Vendredi 07 décembre 2012

0 km

Iznajar

N 37°15,936' W 4°18,608'

474 m

Jour 69 – Iznajar

Barth : Peut-être est-ce un peu par compassion pour notre ordinateur, en tout cas c’est officiel, j’ai la crève ! Depuis le début de semaine qu’elle me guette, il fallait bien que ça sorte. Je passe donc une journée au chaud à dormir et à réfléchir…

Un petit regain d’énergie en fin de journée me permettra de faire quelques mises à jour sur le site depuis ma mini-tablette pour que les publications continuent, et de mettre en ligne notre premier « objet libre« , avant de passer une bonne fin de soirée avec Greg et Armelle qui viennent de rentrer.

Au plus profond du brouillard dans lequel j’errais une grande partie de la journée, j’ai eu pour la première fois depuis le départ, l’impression de relire un peu le trajet parcouru à la mesure de ce qu’il nous reste à accomplir. Je me rends compte que nous sommes toujours en train de partir. Aux portes de l’Afrique, nous passons une semaine avec des français, dont une bonne part de bretons et profitons du confort d’une maison. Il va sans doute falloir remettre l’ordinateur à zéro, l’outil de travail central de notre atelier. Deux mois après le départ, j’ai toujours le sentiment d’être en rodage, en prise d’élan pour me lancer vraiment dans l’aventure. J’ai déjà séjourné trois ou quatre fois en Espagne, pas bien longtemps à chaque fois, mais assez pour ne plus avoir la totale sensation de découvrir. Et nous sommes toujours en Europe, les repères climatiques, économiques, culturels, ou sociaux sont sensiblement les mêmes… Je crois que même au Maroc, où j’ai fait deux voyages de trois semaines à dix ans d’écart, je me sentirais encore en terrain pas complètement inconnu…
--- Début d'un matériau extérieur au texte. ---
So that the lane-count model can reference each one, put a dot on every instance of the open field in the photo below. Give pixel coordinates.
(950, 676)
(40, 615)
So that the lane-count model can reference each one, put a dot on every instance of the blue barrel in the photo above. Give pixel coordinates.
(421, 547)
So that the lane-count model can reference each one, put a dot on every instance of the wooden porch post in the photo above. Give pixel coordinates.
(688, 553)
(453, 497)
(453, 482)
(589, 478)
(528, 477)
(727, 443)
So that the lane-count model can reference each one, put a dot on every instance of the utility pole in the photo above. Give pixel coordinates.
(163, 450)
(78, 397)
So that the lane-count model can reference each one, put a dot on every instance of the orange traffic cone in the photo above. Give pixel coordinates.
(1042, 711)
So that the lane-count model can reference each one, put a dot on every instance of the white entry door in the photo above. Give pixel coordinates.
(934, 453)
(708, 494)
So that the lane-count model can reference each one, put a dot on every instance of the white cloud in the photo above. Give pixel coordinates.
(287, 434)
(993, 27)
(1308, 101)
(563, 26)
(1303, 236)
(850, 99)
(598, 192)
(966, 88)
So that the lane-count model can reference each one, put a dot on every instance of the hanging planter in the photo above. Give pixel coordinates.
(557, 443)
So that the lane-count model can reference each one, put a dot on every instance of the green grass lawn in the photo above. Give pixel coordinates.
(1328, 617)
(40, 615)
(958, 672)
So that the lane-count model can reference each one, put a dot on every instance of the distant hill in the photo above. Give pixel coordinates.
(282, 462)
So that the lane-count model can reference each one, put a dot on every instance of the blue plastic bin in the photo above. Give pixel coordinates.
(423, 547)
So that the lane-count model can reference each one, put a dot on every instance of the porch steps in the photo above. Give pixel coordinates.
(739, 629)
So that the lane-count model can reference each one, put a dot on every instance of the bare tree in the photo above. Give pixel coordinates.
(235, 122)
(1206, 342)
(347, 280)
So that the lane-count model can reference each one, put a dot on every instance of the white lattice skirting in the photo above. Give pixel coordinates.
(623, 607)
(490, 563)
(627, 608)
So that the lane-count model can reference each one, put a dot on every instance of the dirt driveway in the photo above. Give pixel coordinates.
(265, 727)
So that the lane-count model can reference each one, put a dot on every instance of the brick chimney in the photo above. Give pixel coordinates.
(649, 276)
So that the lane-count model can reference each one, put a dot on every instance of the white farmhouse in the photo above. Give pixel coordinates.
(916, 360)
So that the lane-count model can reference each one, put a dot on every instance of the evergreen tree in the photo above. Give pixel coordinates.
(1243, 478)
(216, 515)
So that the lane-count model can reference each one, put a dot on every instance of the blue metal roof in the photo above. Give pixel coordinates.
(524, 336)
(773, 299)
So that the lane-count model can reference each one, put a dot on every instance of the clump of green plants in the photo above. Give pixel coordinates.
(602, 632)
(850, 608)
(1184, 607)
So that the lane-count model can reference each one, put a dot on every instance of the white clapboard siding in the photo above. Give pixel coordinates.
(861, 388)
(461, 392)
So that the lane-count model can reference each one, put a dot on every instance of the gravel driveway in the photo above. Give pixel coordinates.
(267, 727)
C’est le temps et l’espace que je me donne pour finir de « partir » et entrer enfin pleinement dans le voyage et l’aventure Geocyclab. Trois ou quatre mois sur trois ans, ça me parait équilibré. Bien sûr, il y aura d’autres caps, comme la traversée des océans, le passage dans l’hémisphére sud, les chiffres ronds de kilomètres accumulés, mais je demande parfois si au retour il y aura aussi cette piste d’aterrissage de quelques mois… Mais nous n’en sommes pas là. Pour le moment, il nous faut prendre encore un peu le temps d’affiner nos protocoles, nos outils et les principes de notre nouveau mode de vie pour que l’atelier nomade tourne sans trop de heurts sur le reste du globe !

Fanch : Plutôt que de tourner en rond en attendant demain (le jour du dépannage informatique à distance), j’irais bien me balader… ah, non, il pleut… Aller! Je pars avec Fanchic au village pour nettoyer, régler et graisser les articulations de mon pauvre vélo qui n’a pas roulé depuis une semaine déjà… et qui ne demande que ça.